What the module built, and the questions it deliberately left open¶
The module built a complete streaming multimodal platform. Chapter 01 turned "fresh enough" into a latency budget. Chapter 02 absorbed bursts with a durable replay log. Chapter 03 tiered storage so raw stays cheap and derived stays queryable. Chapter 04 ran models in-stream with idempotent writes. Chapter 05 served fresh cross-modal retrieval. Chapter 06 spent freshness only where it's worth it. Chapter 07 made the whole flow traceable and erasable. Each chapter resolved its pressure cleanly enough to teach.
Real systems are not clean. Every mechanism in this module sits on a tradeoff that the teaching version smoothed over, and several sit on practices the industry actively disagrees about. The freshness budget assumes you can measure the value of a second; often you can't. Exactly-once is advertised everywhere and end-to-end almost nowhere. Kappa is the default for new builds and lambda refuses to die. And the largest open question hangs over the whole thing: a lot of streaming platforms are over-engineered batch jobs wearing a Flink cluster. This file walks each boundary, gives both sides where the industry disagrees, and ends where the module should — closer to operational ambiguity than to a clean answer.
What this file solves¶
A reader who has the seven mechanisms can still over-build, because the module taught each one as the right answer to its pressure without marking where the pressure is too weak to justify the machinery. This file shows where each mechanism hits its honest limit, which practices are genuinely contested (exactly-once, lambda-vs-kappa, in-stream vs async model calls, multimodal-shared-space vs caption-and-index), and the single most useful judgment in this domain: recognizing when a streaming platform is solving a problem a scheduled batch job already solved more cheaply.

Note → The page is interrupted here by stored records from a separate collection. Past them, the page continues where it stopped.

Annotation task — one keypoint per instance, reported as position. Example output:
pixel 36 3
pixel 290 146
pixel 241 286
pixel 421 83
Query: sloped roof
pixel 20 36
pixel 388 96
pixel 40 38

1) Why "is it fresh enough?" is the wrong first question — the need to question the premise¶
Every chapter optimized the freshness gap. The unexamined assumption underneath all of them is that freshness has measurable value worth its cost. For the live copilot mid-call, it plainly does — a 90-second-old chat changes the answer. But that single strong case quietly justified seconds-fresh machinery across a platform where most data is not consumed by a human waiting in real time.
The honest first question is not "how do we make it fresh?" It is "who perceives the freshness, and what does a slower answer actually cost them?" Run it against the real consumers:
CONSUMER PERCEIVES A FASTER ANSWER? VALUE OF SECONDS-FRESH
copilot, customer mid-call yes, directly high — changes the answer
supervisor glancing at a wall barely (refresh ~30–60s) low — UI hides the freshness
nightly CSAT report no zero
retraining export no zero
quarterly audit no zero
The symptom of getting this wrong is not a failure — it's a bill with no complaint behind it. Nothing breaks. The dashboards are green. You are simply paying the steep end of the freshness curve for latency four of five consumers cannot perceive. So the root cause of most streaming over-spend is not bad engineering; it is answering "how fresh can we make it?" before answering "who is waiting?" The natural question that should come first: which consumer's perception, if any, justifies the always-on machinery — and for everyone else, would a batch job be indistinguishable?
Why this question comes first. Freshness is the module's anchor, but an anchor optimized without a value function becomes a cost sink. The freshness gap is worth closing only where a human or a deadline perceives the closing. Asking "who waits?" before "how fresh?" is the one habit that separates a platform sized to its product from a platform sized to its tooling.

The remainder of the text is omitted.